Для выравнивания 2 последовательностей был выбраны сборки геномов рода Bacillus, а именно Bacillus smithii (AC: NZ_CP012024.1) и Bacillus rugosus (AC: NZ_CP096590.1). У обоих сборка complete genome, референсные.

Геномы искались при помощи "Browse by Organism" в NCBI с параметрами: сборка хромосомная и выше, референсный геном.

Было проведено 2 выравнивания: blastn и megablast. Результаты выравнивания можно увидеть на DotPlot (рис. 1 и рис. 2):



Рисунок 1. DotPlot blastn



Рисунок 2. DotPlot megablast

Можно заметить, что в целом blastn-ом они выровнялись лучше (что логично, например, из-за различия в параметре wordsize). В целом на обоих дотплотах хорошо заметна общая линия выравнивания. Обе последовательности берут начало в нулевых координатах, что говорит о правильном выборе цепи ДНК и точки начала кольцевой хромосомы бактерии.
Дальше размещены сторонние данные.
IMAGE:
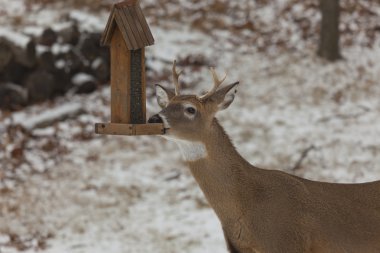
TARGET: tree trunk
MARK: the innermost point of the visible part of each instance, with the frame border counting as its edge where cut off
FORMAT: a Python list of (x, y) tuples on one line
[(329, 37)]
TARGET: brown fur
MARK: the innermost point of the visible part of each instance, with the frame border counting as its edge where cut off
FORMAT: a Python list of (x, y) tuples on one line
[(268, 211)]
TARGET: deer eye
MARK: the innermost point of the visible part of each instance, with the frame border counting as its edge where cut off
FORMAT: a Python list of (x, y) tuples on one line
[(190, 110)]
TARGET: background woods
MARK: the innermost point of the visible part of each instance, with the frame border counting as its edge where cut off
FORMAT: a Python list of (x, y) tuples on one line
[(65, 189)]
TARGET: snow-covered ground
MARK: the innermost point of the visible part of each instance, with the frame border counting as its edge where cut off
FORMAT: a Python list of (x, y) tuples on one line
[(134, 194)]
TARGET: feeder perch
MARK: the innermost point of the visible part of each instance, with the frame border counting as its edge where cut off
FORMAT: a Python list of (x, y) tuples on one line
[(127, 34)]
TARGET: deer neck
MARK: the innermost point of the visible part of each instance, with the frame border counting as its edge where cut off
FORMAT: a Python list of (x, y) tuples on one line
[(217, 167)]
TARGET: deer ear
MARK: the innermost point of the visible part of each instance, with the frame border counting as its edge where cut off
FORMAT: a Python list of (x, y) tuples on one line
[(163, 96), (225, 96)]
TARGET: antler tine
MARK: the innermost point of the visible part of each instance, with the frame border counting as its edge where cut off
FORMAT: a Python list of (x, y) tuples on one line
[(217, 83), (175, 78)]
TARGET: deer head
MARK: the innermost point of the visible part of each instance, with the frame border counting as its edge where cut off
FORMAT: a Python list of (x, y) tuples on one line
[(189, 117)]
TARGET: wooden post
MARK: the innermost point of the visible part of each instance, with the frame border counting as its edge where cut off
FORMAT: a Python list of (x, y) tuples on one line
[(127, 33)]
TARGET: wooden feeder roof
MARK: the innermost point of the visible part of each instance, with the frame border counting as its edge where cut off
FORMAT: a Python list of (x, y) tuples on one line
[(130, 20)]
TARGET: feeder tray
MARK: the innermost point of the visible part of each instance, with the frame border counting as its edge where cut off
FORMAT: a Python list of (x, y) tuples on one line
[(127, 33)]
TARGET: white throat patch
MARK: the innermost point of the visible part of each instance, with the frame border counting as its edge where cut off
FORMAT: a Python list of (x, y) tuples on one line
[(191, 151)]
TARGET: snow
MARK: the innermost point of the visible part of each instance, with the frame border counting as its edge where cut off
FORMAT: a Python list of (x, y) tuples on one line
[(134, 194), (81, 78), (30, 123), (16, 38)]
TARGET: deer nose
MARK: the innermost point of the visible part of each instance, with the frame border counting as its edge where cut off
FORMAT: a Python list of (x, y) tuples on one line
[(155, 119)]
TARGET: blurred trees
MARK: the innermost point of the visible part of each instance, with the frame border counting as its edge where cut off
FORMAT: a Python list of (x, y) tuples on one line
[(329, 33)]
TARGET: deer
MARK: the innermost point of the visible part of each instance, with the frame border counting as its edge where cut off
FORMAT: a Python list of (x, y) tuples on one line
[(261, 210)]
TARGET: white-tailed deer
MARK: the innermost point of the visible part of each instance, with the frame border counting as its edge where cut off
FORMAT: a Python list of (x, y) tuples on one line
[(265, 211)]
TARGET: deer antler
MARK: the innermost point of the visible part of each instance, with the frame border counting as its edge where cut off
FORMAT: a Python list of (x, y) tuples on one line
[(175, 78), (217, 83)]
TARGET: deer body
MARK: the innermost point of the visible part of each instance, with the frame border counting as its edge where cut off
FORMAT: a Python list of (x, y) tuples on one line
[(266, 211)]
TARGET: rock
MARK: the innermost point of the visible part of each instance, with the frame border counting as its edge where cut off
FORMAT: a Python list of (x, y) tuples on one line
[(48, 37), (40, 86), (12, 97)]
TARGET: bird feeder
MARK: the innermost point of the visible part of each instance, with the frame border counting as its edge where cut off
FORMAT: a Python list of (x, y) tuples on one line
[(127, 34)]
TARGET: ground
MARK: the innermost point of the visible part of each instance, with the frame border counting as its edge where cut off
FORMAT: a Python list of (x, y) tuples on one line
[(293, 112)]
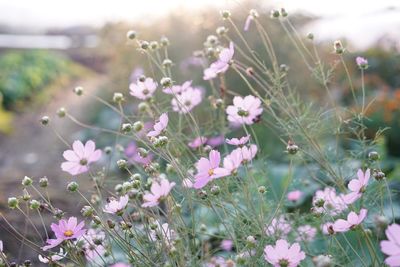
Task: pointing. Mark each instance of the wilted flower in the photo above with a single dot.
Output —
(283, 254)
(79, 159)
(244, 110)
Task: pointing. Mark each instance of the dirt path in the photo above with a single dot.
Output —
(35, 151)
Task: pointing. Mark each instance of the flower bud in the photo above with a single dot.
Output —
(73, 186)
(78, 90)
(26, 181)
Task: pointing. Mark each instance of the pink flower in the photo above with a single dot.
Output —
(221, 65)
(238, 142)
(357, 186)
(283, 255)
(143, 90)
(177, 89)
(80, 157)
(306, 233)
(187, 100)
(65, 230)
(197, 142)
(352, 221)
(226, 244)
(391, 247)
(116, 206)
(233, 161)
(294, 195)
(157, 192)
(159, 126)
(244, 110)
(208, 169)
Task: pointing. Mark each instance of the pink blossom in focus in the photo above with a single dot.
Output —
(208, 169)
(284, 254)
(352, 221)
(357, 186)
(159, 126)
(244, 110)
(116, 206)
(79, 159)
(65, 230)
(158, 191)
(391, 247)
(238, 142)
(143, 90)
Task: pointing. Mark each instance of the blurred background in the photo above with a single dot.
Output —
(49, 47)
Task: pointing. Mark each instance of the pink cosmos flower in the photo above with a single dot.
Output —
(221, 65)
(244, 110)
(352, 221)
(283, 254)
(79, 159)
(65, 230)
(187, 100)
(197, 142)
(157, 192)
(391, 247)
(294, 195)
(143, 90)
(116, 206)
(208, 169)
(53, 258)
(238, 142)
(226, 244)
(159, 126)
(177, 89)
(233, 161)
(357, 186)
(306, 233)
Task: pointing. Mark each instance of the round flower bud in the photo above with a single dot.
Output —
(131, 35)
(26, 181)
(78, 90)
(13, 202)
(34, 204)
(45, 120)
(166, 82)
(225, 14)
(373, 155)
(118, 97)
(73, 186)
(126, 128)
(61, 112)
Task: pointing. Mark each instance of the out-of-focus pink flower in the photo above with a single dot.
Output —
(187, 100)
(352, 221)
(80, 157)
(391, 247)
(132, 153)
(226, 244)
(357, 186)
(159, 126)
(208, 169)
(143, 90)
(283, 254)
(116, 206)
(278, 227)
(65, 230)
(221, 65)
(294, 195)
(238, 141)
(53, 258)
(244, 110)
(177, 89)
(197, 142)
(306, 233)
(158, 191)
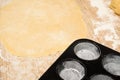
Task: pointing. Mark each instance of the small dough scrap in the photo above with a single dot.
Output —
(115, 5)
(36, 28)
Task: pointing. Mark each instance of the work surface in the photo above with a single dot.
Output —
(103, 27)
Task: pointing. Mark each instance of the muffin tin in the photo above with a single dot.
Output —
(85, 59)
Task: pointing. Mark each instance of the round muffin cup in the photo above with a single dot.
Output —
(71, 69)
(111, 63)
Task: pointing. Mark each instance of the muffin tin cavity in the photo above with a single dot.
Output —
(71, 70)
(101, 77)
(111, 63)
(85, 59)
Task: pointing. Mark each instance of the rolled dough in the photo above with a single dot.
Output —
(115, 5)
(36, 28)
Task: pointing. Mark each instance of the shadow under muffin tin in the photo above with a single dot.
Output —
(85, 59)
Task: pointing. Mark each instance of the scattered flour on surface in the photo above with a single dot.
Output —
(109, 21)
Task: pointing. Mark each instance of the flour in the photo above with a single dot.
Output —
(87, 51)
(70, 74)
(108, 22)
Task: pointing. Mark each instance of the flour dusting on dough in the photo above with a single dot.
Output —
(108, 23)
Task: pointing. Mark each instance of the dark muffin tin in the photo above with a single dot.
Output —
(106, 63)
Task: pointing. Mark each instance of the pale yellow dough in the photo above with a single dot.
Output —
(115, 5)
(35, 28)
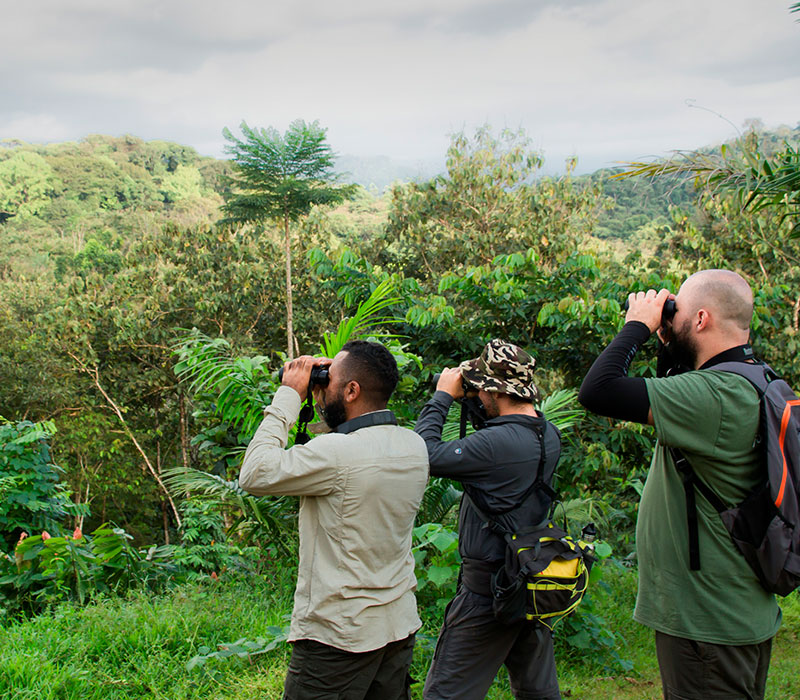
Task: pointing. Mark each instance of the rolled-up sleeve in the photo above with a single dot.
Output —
(303, 470)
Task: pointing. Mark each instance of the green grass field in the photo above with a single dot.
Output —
(138, 647)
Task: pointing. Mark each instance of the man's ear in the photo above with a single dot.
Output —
(352, 391)
(702, 320)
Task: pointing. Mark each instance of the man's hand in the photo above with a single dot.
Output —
(297, 373)
(647, 307)
(451, 382)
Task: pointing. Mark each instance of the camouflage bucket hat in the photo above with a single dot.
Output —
(502, 367)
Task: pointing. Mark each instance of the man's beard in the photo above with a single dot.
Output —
(683, 347)
(334, 413)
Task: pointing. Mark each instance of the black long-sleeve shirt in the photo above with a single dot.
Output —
(496, 466)
(606, 388)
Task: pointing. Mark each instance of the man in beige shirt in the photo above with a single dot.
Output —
(360, 486)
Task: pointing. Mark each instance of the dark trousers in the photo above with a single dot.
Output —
(321, 672)
(693, 670)
(472, 646)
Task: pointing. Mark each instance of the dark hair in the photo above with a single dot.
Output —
(373, 367)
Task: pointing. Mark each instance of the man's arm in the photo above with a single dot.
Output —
(303, 470)
(606, 388)
(464, 460)
(269, 468)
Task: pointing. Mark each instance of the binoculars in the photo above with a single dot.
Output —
(319, 376)
(666, 313)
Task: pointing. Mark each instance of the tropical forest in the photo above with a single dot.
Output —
(149, 297)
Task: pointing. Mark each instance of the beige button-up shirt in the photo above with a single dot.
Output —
(359, 494)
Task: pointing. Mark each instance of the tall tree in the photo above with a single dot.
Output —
(279, 178)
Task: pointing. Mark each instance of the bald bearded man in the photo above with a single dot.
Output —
(713, 625)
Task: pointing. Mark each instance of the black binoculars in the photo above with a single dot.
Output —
(319, 376)
(666, 313)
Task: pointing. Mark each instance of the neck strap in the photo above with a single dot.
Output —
(740, 353)
(367, 420)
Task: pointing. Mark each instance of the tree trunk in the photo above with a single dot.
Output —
(184, 430)
(94, 373)
(289, 313)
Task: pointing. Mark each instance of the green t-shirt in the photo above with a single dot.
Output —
(712, 416)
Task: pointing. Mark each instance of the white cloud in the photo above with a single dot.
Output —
(595, 77)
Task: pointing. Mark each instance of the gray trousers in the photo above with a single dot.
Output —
(321, 672)
(692, 670)
(472, 646)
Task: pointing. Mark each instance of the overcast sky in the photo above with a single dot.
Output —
(605, 80)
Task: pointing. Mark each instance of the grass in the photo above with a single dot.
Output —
(138, 647)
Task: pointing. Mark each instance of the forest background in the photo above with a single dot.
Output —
(142, 327)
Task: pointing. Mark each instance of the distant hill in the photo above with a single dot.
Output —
(377, 173)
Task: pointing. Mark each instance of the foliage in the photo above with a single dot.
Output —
(758, 180)
(205, 549)
(279, 178)
(266, 520)
(489, 203)
(45, 569)
(437, 563)
(242, 648)
(33, 499)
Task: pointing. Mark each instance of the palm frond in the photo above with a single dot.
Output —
(368, 315)
(562, 409)
(240, 387)
(263, 518)
(440, 496)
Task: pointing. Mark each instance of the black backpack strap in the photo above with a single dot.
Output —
(538, 484)
(690, 482)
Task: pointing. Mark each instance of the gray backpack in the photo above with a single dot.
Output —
(765, 527)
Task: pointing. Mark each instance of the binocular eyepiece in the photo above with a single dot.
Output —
(319, 376)
(667, 312)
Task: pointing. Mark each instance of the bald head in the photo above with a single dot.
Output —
(724, 293)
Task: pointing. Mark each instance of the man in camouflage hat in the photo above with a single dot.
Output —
(499, 468)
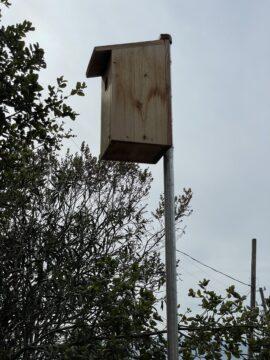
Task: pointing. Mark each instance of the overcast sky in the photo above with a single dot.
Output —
(221, 109)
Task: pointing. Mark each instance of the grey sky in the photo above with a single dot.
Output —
(221, 108)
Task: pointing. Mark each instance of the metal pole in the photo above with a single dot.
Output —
(171, 289)
(253, 287)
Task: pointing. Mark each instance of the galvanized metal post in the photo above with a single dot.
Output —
(253, 288)
(171, 289)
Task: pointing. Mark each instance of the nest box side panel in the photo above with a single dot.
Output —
(106, 109)
(141, 105)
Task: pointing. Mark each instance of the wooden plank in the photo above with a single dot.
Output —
(140, 108)
(134, 152)
(100, 56)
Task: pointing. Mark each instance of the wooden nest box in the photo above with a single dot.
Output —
(136, 122)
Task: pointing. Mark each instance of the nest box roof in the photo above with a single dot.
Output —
(101, 55)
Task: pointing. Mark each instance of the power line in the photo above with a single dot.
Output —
(210, 267)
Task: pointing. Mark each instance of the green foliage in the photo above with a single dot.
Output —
(80, 270)
(225, 327)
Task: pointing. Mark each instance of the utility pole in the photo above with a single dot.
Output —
(171, 291)
(253, 288)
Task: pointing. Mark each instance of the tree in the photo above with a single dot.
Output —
(81, 266)
(225, 328)
(30, 117)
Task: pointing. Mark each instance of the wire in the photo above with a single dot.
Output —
(210, 267)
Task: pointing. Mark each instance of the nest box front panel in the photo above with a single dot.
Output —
(140, 99)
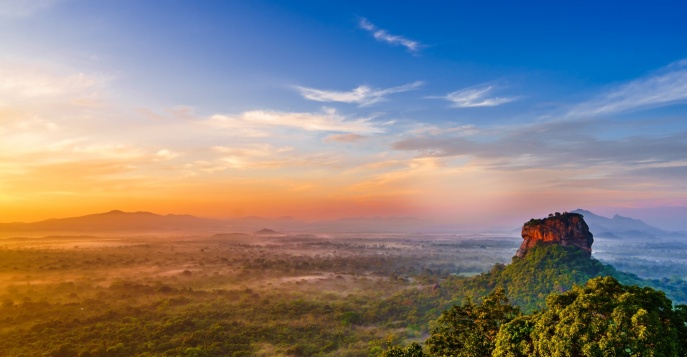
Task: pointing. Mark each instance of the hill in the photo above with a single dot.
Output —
(619, 226)
(555, 256)
(114, 221)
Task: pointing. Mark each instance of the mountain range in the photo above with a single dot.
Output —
(128, 222)
(146, 222)
(622, 227)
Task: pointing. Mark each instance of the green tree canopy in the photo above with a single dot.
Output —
(603, 318)
(471, 329)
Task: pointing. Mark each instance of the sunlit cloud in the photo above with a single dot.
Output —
(550, 145)
(665, 87)
(25, 82)
(266, 156)
(327, 120)
(343, 138)
(475, 97)
(362, 95)
(383, 36)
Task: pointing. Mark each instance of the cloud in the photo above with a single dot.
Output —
(551, 145)
(22, 83)
(266, 156)
(327, 120)
(383, 36)
(343, 138)
(362, 95)
(666, 86)
(475, 97)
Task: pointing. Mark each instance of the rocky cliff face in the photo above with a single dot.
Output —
(568, 229)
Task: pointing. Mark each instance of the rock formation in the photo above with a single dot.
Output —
(567, 229)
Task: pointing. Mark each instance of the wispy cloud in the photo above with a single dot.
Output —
(552, 145)
(383, 36)
(327, 120)
(343, 138)
(475, 97)
(362, 95)
(664, 87)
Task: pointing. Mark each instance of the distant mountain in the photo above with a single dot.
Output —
(374, 224)
(146, 222)
(620, 227)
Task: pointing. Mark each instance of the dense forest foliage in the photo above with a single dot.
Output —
(231, 295)
(602, 318)
(241, 295)
(545, 269)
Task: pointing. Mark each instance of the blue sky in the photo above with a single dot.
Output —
(452, 110)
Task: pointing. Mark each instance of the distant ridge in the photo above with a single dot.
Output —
(113, 221)
(117, 221)
(621, 227)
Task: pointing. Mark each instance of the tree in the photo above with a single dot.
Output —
(413, 350)
(470, 329)
(603, 318)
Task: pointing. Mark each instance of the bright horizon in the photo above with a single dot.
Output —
(317, 110)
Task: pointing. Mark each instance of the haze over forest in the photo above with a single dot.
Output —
(468, 114)
(343, 178)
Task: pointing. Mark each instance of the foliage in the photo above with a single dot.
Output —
(413, 350)
(554, 268)
(603, 318)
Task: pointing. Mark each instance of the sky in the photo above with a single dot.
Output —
(470, 113)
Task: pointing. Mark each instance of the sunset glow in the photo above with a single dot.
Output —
(320, 110)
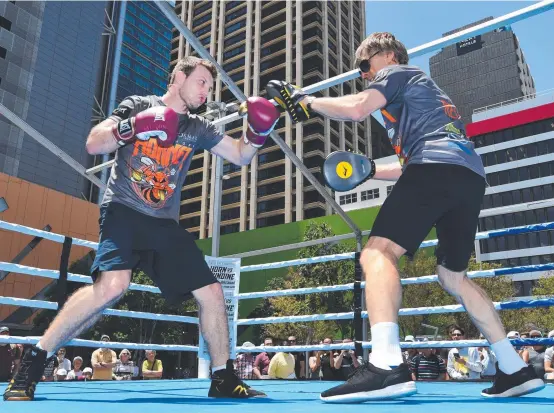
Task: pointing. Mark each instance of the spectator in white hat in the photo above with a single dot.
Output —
(103, 361)
(87, 373)
(548, 363)
(244, 363)
(61, 374)
(76, 373)
(124, 367)
(63, 363)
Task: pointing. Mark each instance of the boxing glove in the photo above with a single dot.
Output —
(289, 98)
(160, 122)
(261, 117)
(344, 171)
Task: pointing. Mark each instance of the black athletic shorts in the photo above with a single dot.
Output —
(442, 195)
(166, 252)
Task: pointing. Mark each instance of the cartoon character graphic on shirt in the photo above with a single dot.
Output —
(154, 182)
(155, 170)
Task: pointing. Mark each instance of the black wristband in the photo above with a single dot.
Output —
(373, 168)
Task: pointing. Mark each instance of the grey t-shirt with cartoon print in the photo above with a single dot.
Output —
(423, 124)
(149, 178)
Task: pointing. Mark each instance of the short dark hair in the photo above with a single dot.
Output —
(383, 42)
(188, 64)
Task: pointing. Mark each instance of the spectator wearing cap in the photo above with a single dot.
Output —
(345, 361)
(76, 373)
(87, 373)
(63, 363)
(244, 363)
(410, 353)
(152, 368)
(124, 367)
(464, 363)
(61, 374)
(103, 361)
(535, 355)
(427, 365)
(300, 360)
(548, 360)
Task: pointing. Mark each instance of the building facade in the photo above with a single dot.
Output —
(145, 51)
(483, 70)
(516, 143)
(303, 42)
(50, 82)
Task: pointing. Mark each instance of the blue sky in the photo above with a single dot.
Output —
(418, 22)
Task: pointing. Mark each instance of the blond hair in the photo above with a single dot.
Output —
(383, 42)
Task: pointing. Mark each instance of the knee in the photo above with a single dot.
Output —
(379, 249)
(112, 286)
(210, 294)
(451, 281)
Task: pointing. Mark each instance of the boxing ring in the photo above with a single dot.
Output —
(294, 396)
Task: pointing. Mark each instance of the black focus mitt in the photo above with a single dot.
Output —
(288, 97)
(344, 171)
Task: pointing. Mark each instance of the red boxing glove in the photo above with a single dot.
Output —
(262, 117)
(160, 122)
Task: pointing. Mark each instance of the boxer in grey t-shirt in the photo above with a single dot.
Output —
(441, 183)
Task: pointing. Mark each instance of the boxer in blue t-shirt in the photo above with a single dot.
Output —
(441, 183)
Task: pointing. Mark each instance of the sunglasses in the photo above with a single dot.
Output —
(364, 65)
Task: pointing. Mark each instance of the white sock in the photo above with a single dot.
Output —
(508, 359)
(385, 346)
(50, 353)
(217, 368)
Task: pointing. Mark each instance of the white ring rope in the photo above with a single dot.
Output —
(456, 308)
(23, 302)
(107, 344)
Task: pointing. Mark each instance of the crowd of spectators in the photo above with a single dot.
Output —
(456, 364)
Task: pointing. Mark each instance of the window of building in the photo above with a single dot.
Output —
(348, 199)
(5, 23)
(370, 194)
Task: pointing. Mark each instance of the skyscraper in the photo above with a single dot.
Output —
(145, 51)
(48, 80)
(483, 70)
(303, 42)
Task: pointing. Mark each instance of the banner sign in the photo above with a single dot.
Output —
(227, 271)
(469, 45)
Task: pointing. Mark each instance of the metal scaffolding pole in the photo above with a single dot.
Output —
(32, 132)
(191, 38)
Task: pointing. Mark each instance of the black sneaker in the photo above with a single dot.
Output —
(226, 384)
(521, 382)
(368, 382)
(22, 385)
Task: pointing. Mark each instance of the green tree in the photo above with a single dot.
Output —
(431, 294)
(328, 273)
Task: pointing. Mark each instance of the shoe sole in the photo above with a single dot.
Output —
(388, 393)
(528, 387)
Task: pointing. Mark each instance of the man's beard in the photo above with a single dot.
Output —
(186, 104)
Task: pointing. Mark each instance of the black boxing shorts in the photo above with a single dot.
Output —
(166, 252)
(444, 196)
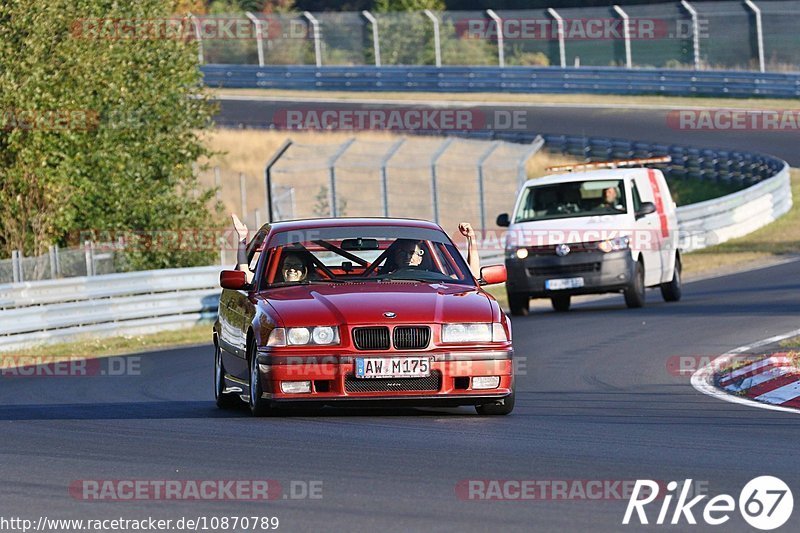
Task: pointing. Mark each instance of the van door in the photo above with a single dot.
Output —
(648, 235)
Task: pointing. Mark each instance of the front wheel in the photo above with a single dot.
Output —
(500, 407)
(258, 405)
(518, 303)
(671, 291)
(634, 293)
(223, 399)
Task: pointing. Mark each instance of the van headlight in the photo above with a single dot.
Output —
(614, 245)
(319, 335)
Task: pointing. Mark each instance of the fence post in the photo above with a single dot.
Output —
(58, 261)
(434, 187)
(384, 174)
(218, 183)
(16, 266)
(437, 44)
(51, 252)
(562, 52)
(759, 33)
(199, 36)
(268, 175)
(259, 37)
(501, 56)
(316, 33)
(481, 200)
(243, 193)
(332, 166)
(376, 43)
(626, 34)
(88, 255)
(535, 146)
(695, 32)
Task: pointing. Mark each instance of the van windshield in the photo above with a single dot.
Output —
(572, 199)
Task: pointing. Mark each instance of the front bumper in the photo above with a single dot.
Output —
(601, 272)
(332, 379)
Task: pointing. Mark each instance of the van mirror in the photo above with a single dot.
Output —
(645, 209)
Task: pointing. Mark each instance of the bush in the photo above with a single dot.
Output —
(114, 132)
На некоторых участках произошла инверсия (по оси абсцисс: 0,5 - 0,75 М, несколько небольших последовательностей; 1,75 - 1,8; 3,45 - 3,55). Также виден участок делеции или инсерции (2,55 - 2,70). Большое количество просто негомологичных, вариабельных участков (например, самый большой из них: 0,2 - 0,95, а также 1,3- 1,4; 1,8 - 2,15; 3,3 - 3,4; 3,6 - 3,7). Можно заметить, особенно на выравнивании blastn, очень много случайных совпадений, которые выражаются в точках, расположенных в рандомных координатах. Однако есть участок 0 - 0,2 (а также очень маленькие на 0,6; 1,0; 3,05), в котором, видимо, много повторяющихся участков. В геноме на вертикальной оси их больше, и они все сгруппированны. Вероятно, это нужно для регуляции экспрессии генов.